# Giant STP frame size



## attomixt (Dec 26, 2004)

I've been looking at getting either an STP or a P. series bike. I think i've decided on the STP but was wondering if i'd be ok to ride a 14" Regular frame. I'm about 5'10-5'11. My other bike is a Medium Titus Super-Moto and i'm looking for a nice urban ride because that one is too squshy and large. What size are you riding? I don't really mind a cramped urban bike 

Any issues w/ cramped feet though on a regular?


----------



## calma (Oct 16, 2006)

I am riding a 2004 dmr sidekick - size 14".

I love riding a compact bike. Better corning, tech riding, etc.

However not the greatest for long rides.


----------



## Tracerboy (Oct 13, 2002)

i used to ride a stp 15" and a bunch of my friends rode the 14". If you are gonna want to flick the bike around alot more and ride alot of park then go for the 14", but if you are gonna be doing xc/all mountain stuff too go for the 15"


----------



## sittingduck (Apr 26, 2005)

I've owned and ridden both frames with the exact same components. I prefer the 15" bike.

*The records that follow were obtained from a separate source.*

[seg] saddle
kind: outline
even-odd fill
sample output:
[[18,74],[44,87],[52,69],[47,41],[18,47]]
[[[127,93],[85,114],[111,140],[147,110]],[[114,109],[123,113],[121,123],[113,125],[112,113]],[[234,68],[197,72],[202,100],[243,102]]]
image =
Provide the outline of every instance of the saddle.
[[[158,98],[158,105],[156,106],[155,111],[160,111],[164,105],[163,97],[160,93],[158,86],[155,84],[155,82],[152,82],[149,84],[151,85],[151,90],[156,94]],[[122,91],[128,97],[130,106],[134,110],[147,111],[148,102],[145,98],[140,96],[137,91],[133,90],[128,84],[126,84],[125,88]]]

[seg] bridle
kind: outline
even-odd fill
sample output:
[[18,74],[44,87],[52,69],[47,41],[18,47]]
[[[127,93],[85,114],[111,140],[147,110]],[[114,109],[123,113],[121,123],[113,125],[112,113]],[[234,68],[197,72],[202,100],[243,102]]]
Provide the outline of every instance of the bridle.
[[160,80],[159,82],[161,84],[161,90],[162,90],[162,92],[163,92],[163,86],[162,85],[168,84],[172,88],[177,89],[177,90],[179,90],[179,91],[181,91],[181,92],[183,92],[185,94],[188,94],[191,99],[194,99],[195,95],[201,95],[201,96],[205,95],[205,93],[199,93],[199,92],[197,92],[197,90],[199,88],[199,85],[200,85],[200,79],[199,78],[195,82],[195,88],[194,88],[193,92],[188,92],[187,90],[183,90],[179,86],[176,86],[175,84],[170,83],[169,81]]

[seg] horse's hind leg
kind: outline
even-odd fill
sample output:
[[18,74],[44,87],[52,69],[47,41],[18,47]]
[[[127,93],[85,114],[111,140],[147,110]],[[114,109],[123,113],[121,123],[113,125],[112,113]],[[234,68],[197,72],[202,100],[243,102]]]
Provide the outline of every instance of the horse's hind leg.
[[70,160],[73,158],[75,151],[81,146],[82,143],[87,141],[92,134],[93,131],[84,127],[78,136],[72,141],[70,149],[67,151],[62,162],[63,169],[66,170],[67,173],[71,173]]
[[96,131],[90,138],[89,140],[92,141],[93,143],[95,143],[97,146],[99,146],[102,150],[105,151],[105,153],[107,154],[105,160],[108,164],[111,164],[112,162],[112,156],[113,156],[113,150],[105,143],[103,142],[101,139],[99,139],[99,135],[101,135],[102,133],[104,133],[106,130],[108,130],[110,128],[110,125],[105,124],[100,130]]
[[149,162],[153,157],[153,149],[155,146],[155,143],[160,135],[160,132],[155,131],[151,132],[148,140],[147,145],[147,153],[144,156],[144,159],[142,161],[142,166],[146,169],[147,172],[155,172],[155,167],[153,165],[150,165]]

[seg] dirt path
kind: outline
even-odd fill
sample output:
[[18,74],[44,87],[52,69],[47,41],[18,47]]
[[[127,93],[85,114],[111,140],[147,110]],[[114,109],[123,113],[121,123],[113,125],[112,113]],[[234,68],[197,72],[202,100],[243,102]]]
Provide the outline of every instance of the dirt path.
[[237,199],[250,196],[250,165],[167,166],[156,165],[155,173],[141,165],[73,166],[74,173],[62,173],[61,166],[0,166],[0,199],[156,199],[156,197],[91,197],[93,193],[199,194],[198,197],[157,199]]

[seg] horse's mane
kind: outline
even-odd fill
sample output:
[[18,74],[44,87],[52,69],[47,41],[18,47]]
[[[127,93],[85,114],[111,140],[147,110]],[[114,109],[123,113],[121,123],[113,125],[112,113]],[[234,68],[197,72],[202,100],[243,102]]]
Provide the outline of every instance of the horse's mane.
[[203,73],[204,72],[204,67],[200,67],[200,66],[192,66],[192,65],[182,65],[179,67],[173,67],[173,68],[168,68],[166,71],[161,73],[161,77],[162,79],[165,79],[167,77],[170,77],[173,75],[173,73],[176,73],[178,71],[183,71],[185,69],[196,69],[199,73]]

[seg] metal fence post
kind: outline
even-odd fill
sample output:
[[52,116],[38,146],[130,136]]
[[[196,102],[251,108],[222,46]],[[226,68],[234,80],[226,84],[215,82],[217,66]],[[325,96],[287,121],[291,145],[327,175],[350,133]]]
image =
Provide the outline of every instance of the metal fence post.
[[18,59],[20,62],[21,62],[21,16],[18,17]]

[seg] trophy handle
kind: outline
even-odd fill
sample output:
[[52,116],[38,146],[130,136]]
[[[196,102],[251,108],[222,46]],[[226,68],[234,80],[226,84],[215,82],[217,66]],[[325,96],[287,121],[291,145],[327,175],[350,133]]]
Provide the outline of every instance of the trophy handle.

I am 6' tall.
I found the shorter top tube less comfortable on the small frame.


----------



## Chuckie (Dec 26, 2006)

*I need help too*

Guys

Please help, I am in the same predicament

I want to go buy an STP tomorrow but I am not sure what size to get,

I am 5 '8 178 pounds and size 10 shoe  ( as I have heard about the feet hitting the front tire)

I have been riding a Medium GT Avalanche 1.0 for XC trails, and commuting. I have been hitting some jumps, stairs etc and as an old bmx'er luv the bunny hopping , wheelies,endo, drop offs etc.I know the GT isnt meant for this type of use so I decided its time to buy myslef a street/ urban DJ bike (as I have been told it will amke tricks and stunts easier), but will also be used to commute as well.

I would say the bike will be used for 50/50

I was about to buy the Regular 13.5" STP1 but then the guy in the store said that maybe I should consider the L 14.5" if I intend to commute on it.

I know heaps of ppl have bought STP's and would like to hear the pros and cons of their chosen frame size

Anyway how much of a diff can 1 inch make?

Hopefully there is someone on here that is roughly the same size

Advice please

Thanks


----------